Hi guys , We pulled latest and 3.1.2 both gave us the same image , which like point to 3.1.1 but still more info appeaer :

`Node.js v20.11.0

qryn@3.1.1 start node qryn.mjs 2024/01/21 05:05PM 30 pid=23 hostname=1df6b0972fa7 name=qryn msg=Initializing DB... cloki 2024/01/21 05:05PM 30 pid=23 hostname=1df6b0972fa7 name=qryn msg=xxh ready 2024/01/21 05:05PM 30 pid=23 hostname=1df6b0972fa7 name=qryn msg=xxh ready 2024/01/21 05:05PM 30 pid=23 hostname=1df6b0972fa7 name=qryn msg=Checking clickhouse capabilities 2024/01/21 05:05PM 30 pid=23 hostname=1df6b0972fa7 name=qryn msg=checking old samples support: samples_v2 2024/01/21 05:05PM 30 pid=23 hostname=1df6b0972fa7 name=qryn msg=checking old samples support: samples 2024/01/21 05:05PM 30 pid=23 hostname=1df6b0972fa7 name=qryn msg=Server listening at http://0.0.0.0:3100 2024/01/21 05:05PM 30 pid=23 hostname=1df6b0972fa7 name=qryn msg=Qryn API up 2024/01/21 05:05PM 30 pid=23 hostname=1df6b0972fa7 name=qryn msg=Qryn API listening on http://0.0.0.0:3100 2024/01/21 05:05PM 30 pid=23 hostname=1df6b0972fa7 name=qryn reqId=req-1 req={"method":"POST","url":"/influx/api/v2/write?org=proxmox&bucket=proxmox","hostname":"192.168.182.176:3100","remoteAddress":"185.138.169.134","remotePort":56716} msg=incoming request 2024/01/21 05:05PM 30 pid=23 hostname=1df6b0972fa7 name=qryn reqId=req-1 res={"statusCode":204} responseTime=30.69964599609375 msg=request completed 2024/01/21 05:05PM 30 pid=23 hostname=1df6b0972fa7 name=qryn reqId=req-2 req={"method":"POST","url":"/influx/api/v2/write?org=proxmox&bucket=proxmox","hostname":"192.168.182.176:3100","remoteAddress":"185.138.169.134","remotePort":56732} msg=incoming request 2024/01/21 05:05PM 30 pid=23 hostname=1df6b0972fa7 name=qryn reqId=req-2 res={"statusCode":204} responseTime=10.011974334716797 msg=request completed 2024/01/21 05:05PM 50 pid=23 hostname=1df6b0972fa7 name=qryn err=AXIOS ERROR: Error: Request failed with status code 400 Response data: Code: 27. DB::ParsingException: Cannot parse input: expected '"' before: '.0 (UNKNOWN)","string":"pbs-library-version"}\n{"fingerprint":"8126415627791067979","timestamp_ns":"1705849515000000000","value":4,"string":"cpus"}\n{"fingerprint': (while reading the value of key value): While executing ParallelParsingBlockInputFormat: (at row 143) . (CANNOT_PARSE_INPUT_ASSERTION_FAILED) (version 22.8.21.38 (official build))

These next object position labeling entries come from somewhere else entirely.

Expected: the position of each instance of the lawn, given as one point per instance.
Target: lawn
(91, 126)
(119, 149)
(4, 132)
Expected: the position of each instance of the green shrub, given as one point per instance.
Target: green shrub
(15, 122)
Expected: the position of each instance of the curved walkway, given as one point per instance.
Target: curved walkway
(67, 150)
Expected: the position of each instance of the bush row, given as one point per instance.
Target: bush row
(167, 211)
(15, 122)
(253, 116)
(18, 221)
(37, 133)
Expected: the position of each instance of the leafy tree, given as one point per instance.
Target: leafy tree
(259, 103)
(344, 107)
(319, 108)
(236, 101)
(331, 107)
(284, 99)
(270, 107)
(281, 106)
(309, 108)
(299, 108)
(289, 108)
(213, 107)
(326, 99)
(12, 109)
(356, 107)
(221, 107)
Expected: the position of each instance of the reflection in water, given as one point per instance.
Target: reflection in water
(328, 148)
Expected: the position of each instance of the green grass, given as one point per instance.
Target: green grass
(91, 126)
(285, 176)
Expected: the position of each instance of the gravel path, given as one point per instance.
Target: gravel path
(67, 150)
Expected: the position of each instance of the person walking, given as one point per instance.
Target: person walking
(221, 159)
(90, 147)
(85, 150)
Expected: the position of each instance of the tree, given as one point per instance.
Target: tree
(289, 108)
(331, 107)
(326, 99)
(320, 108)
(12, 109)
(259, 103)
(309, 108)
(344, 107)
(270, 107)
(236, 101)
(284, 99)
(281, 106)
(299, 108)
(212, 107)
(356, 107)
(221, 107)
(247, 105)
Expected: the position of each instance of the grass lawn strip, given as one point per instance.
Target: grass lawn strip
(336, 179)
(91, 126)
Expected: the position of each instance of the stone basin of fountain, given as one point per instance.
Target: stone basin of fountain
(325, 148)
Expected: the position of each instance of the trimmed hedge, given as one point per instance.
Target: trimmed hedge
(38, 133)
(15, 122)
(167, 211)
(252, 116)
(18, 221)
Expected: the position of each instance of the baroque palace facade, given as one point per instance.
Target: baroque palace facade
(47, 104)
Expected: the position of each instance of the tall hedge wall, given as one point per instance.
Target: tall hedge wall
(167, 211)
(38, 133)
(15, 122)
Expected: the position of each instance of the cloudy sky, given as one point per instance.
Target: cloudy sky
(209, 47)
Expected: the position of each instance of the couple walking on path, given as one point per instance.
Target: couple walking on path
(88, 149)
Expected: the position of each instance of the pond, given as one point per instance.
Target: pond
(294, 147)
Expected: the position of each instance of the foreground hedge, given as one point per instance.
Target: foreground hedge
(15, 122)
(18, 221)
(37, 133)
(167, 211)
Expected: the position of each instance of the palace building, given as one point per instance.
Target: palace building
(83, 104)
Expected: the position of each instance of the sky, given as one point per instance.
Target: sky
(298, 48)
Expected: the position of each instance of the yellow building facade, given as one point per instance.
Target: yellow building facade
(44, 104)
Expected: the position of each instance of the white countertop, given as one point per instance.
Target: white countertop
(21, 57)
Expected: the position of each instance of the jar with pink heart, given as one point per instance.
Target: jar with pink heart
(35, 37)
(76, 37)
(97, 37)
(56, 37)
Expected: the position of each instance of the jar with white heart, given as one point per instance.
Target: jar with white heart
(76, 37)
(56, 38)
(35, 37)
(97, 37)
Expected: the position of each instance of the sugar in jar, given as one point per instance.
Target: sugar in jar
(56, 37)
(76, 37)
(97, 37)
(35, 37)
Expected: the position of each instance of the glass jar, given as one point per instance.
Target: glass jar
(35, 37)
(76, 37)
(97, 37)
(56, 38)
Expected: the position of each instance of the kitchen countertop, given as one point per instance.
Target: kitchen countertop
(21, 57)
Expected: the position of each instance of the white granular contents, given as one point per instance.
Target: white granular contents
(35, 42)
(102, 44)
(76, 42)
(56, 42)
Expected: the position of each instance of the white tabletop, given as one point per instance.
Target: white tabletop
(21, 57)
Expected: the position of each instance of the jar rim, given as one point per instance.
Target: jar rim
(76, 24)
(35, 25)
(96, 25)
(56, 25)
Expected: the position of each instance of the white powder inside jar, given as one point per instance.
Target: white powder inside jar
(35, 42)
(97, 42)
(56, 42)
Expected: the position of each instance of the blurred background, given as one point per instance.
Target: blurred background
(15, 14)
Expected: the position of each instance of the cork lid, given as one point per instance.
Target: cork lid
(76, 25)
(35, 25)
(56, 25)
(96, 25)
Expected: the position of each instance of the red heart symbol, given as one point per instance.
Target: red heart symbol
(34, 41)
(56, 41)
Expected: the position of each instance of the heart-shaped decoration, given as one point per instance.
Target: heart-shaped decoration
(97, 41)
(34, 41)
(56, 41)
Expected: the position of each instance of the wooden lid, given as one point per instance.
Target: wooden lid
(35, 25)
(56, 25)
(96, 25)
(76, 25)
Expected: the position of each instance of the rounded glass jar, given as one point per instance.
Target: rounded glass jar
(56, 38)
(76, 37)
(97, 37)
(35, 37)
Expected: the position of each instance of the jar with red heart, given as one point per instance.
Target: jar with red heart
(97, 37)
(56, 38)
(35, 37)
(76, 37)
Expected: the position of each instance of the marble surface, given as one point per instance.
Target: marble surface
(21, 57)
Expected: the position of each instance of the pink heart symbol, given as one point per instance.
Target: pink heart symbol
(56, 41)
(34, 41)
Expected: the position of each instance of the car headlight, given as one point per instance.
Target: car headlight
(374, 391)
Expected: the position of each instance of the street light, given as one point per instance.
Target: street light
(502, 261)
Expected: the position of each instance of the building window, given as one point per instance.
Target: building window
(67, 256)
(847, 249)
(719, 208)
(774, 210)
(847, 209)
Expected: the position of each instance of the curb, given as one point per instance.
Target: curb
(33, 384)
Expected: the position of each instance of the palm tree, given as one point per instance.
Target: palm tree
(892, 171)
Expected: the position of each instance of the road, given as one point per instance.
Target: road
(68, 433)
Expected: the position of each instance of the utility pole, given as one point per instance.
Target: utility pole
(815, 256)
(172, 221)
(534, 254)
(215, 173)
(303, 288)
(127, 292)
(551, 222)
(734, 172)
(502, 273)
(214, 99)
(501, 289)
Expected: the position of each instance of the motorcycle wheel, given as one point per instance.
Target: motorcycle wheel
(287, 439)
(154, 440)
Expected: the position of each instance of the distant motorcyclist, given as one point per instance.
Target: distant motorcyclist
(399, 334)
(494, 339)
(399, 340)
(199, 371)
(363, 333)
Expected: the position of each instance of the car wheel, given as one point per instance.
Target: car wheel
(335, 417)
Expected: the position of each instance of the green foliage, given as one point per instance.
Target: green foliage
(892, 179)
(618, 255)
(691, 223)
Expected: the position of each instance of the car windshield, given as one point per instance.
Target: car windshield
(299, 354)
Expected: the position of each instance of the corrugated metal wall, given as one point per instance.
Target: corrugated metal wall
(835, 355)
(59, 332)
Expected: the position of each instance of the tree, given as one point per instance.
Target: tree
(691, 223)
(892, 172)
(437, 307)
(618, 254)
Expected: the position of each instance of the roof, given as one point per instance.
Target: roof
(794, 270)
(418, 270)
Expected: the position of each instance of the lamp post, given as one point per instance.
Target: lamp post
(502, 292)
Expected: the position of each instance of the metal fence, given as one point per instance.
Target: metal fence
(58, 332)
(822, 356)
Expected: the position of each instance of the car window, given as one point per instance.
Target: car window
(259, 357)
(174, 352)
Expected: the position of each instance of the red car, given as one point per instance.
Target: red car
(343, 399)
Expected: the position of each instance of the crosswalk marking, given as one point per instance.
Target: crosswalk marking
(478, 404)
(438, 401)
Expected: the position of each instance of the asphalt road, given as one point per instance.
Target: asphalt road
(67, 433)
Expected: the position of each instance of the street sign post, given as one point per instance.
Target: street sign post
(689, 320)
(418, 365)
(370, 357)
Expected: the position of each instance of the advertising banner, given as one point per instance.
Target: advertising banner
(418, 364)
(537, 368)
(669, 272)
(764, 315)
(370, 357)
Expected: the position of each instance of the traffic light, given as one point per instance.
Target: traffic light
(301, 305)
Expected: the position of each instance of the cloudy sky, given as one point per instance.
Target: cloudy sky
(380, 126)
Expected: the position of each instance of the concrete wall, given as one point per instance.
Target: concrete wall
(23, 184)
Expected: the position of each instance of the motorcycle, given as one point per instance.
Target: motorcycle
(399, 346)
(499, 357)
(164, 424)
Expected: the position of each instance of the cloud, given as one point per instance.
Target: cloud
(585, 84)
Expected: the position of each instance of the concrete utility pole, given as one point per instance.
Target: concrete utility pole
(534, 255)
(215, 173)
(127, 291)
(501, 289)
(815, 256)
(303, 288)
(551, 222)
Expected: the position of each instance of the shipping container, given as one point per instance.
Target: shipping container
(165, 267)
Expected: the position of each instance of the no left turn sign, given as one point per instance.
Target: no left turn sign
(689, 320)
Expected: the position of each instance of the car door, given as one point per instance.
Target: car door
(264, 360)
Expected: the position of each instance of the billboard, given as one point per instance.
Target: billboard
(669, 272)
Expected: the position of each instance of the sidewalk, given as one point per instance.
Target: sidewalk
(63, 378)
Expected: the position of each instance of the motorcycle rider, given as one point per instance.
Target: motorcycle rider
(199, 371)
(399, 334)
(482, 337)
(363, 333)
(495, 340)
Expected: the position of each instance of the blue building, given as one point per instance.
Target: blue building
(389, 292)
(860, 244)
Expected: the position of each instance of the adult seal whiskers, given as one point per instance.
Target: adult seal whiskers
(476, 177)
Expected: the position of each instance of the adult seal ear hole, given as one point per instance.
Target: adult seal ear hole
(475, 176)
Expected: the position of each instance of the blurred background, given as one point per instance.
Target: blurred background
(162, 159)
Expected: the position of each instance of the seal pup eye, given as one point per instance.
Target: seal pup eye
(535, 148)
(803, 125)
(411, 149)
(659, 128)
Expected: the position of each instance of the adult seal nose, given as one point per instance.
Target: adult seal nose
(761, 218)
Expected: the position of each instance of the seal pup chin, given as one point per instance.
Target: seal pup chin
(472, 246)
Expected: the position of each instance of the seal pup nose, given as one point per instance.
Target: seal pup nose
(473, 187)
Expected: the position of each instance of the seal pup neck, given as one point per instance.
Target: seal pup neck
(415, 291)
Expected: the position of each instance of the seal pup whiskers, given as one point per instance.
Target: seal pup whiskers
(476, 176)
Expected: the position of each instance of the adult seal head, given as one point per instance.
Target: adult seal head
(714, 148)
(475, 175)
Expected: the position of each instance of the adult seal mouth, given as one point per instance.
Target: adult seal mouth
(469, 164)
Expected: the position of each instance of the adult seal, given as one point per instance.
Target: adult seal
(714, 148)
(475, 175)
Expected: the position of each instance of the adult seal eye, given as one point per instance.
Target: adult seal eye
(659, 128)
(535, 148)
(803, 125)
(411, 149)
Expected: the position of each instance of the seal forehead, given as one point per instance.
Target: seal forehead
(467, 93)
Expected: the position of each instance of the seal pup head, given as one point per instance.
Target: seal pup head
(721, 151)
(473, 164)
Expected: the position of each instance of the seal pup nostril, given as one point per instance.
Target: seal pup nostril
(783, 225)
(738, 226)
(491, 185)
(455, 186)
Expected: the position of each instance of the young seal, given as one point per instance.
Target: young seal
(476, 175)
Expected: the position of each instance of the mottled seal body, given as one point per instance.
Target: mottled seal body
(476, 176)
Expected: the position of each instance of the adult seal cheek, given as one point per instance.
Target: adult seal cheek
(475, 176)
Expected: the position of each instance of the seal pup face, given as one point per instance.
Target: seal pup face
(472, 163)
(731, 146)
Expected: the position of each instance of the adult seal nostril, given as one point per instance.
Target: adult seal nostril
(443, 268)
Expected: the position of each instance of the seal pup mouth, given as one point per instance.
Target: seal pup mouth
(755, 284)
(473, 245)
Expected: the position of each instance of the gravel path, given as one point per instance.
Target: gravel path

Error: AXIOS ERROR: Error: Request failed with status code 400 Response data: Code: 27. DB::ParsingException: Cannot parse input: expected '"' before: '.0 (UNKNOWN)","string":"pbs-library-version"}\n{"fingerprint":"8126415627791067979","timestamp_ns":"1705849515000000000","value":4,"string":"cpus"}\n{"fingerprint': (while reading the value of key value): While executing ParallelParsingBlockInputFormat: (at row 143) . (CANNOT_PARSE_INPUT_ASSERTION_FAILED) (version 22.8.21.38 (official build))

at axiosError (/app/lib/db/throttler.js:22:14)
at TimeoutThrottler.flush (/app/lib/db/throttler.js:43:26)
at process.processTicksAndRejections (node:internal/process/task_queues:95:5)
at async Timeout._onTimeout (/app/lib/db/throttler.js:124:9) msg=AXIOS ERROR

/app/lib/db/clickhouse.js:84 rejectors[msg.id](new Error('Database push error')) ^ Error: Database push error at Worker. (/app/lib/db/clickhouse.js:84:27) at Worker.emit (node:events:518:28) at MessagePort. (node:internal/worker:263:53) at [nodejs.internal.kHybridDispatch] (node:internal/event_target:826:20) at exports.emitMessage (node:internal/per_context/messageport:23:28)

`

Let us know if that give you better direction , many thanks in advace

akvlad commented 8 months ago

Hello @voicenter @maxim-voicenter
I have an upgrade and a solution suggestion for you.

The new schema support should eliminate all the crashes for you.

maxim-voicenter commented 8 months ago

Hello @akvlad Its working no crashes. I really appreciate your help .Many thanks.

lmangani commented 8 months ago

Thanks @maxim-voicenter @voicenter Closing as resolved, feel free to reopen if needed and see you soon!